Trimarchi indicated that the hospital would begin to survey advocates and community members after the Board approval in late summer. “We’re a long ways to ‘yes’ on this thing,” he observed. “So if we decide to proceed, the input from the public will be critical because that’s where we will share with them the block diagram and say, ‘Does this layout for individuals with lived experience make sense?’”

The feasibility contract ended on March 31. But Trimarchi emphasized in May that the study was “not technically done. It’s still in draft phase.”

“I haven’t received input from the Department of Mental Health yet,” he said. “If they come back and say, ‘Hey, we gotta share this with the disability rights group to have their input before we can close the book on it,’ then let’s do that.”

Part of the feasibility study was a “demand analysis,” which sought to quantify Vermont’s need for additional adolescent inpatient beds. One model used figures from Massachusetts, which has 38.4 beds per 100,000 kids. The same rate, transposed to Vermont, would yield a total of 18.5 youth beds.

Meanwhile, a “queuing theory model” – based on Vermont Association of Hospitals and Health Systems data suggesting that 48 adolescents per quarter need inpatient care, with an average length of stay of 15 days – seemed to indicate that Vermont should have 12 or more youth beds.

Trimarchi views a model developed by the American Psychiatric Association in 2022 as the most accurate for calculating demand. He pointed to its consideration of “more than 40” factors, including the availability of community-based resources. But by his account, Vermont hasn’t yet aggregated all the information needed to use it.

And even if it did, that information could shift at any time. “Demand could change if, all of a sudden, there is an investment in equal resources dedicated to building out outpatient services,” Trimarchi posited. “I have very little sense that the calculation of demand can even be done sensibly.”

Still, for him, the need to “do something” remains apparent. The current thinking is, let’s build this 12-bed unit. If it eliminates the languishing in the emergency departments,” Trimarchi theorized, “then we know we’ve met demand. Until we do, we just gotta keep building these things.”

DMH Deputy Commissioner Allison Krompf told Counterpoint that she believes there is a consensus on the need for it. “I think the question mark still is, can an organization in this climate right now stand up a new wing of a facility, build staff? I would imagine any organization is not going to feel extremely definitive.”

Some legislators and advocates, however, have both questioned whether Bennington is the right place to do it.

“I’m just wondering if there are any other potential places that are further north,” Sen. Ginny Lyons said.

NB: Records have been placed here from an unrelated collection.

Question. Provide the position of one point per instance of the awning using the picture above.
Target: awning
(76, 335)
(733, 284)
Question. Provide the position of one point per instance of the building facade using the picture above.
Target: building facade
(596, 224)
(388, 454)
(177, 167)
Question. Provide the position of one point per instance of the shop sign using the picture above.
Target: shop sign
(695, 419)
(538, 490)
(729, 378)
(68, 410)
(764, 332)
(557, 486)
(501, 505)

The SVMC feasibility study referred to the same question, asking, “Should new beds be created in southern Vermont since the current beds are also in southern Vermont at the Brattleboro Retreat (Vermonter’s expectation that care resources, particularly those funded by the state, are nearby and equitably located.)”

“Additional RFPs must be requested and ways found to help other institutions, such as the UVM Medical Center, meet the requirements of those RFPs,” NAMI-Vermont Board President Charles R. Siler urged in written testimony.

SVMC was the sole respondent to the second issuance of DMH’s request for proposals last year. The University of Vermont Medical Center initially threw its hat in the ring before withdrawing its plan on account of financial difficulties.

If the project moves forward at SVMC, it will aim for a launch date in December 2024. The projected annual cost of operations will exceed $7 million. It would likely require Medicaid to subsidize the costs as a result of private insurers’ tendency to under-reimburse inpatient psychiatric services. “The initial goal, although unlikely, would be to achieve reimbursement parity across payers,” the feasibility study said.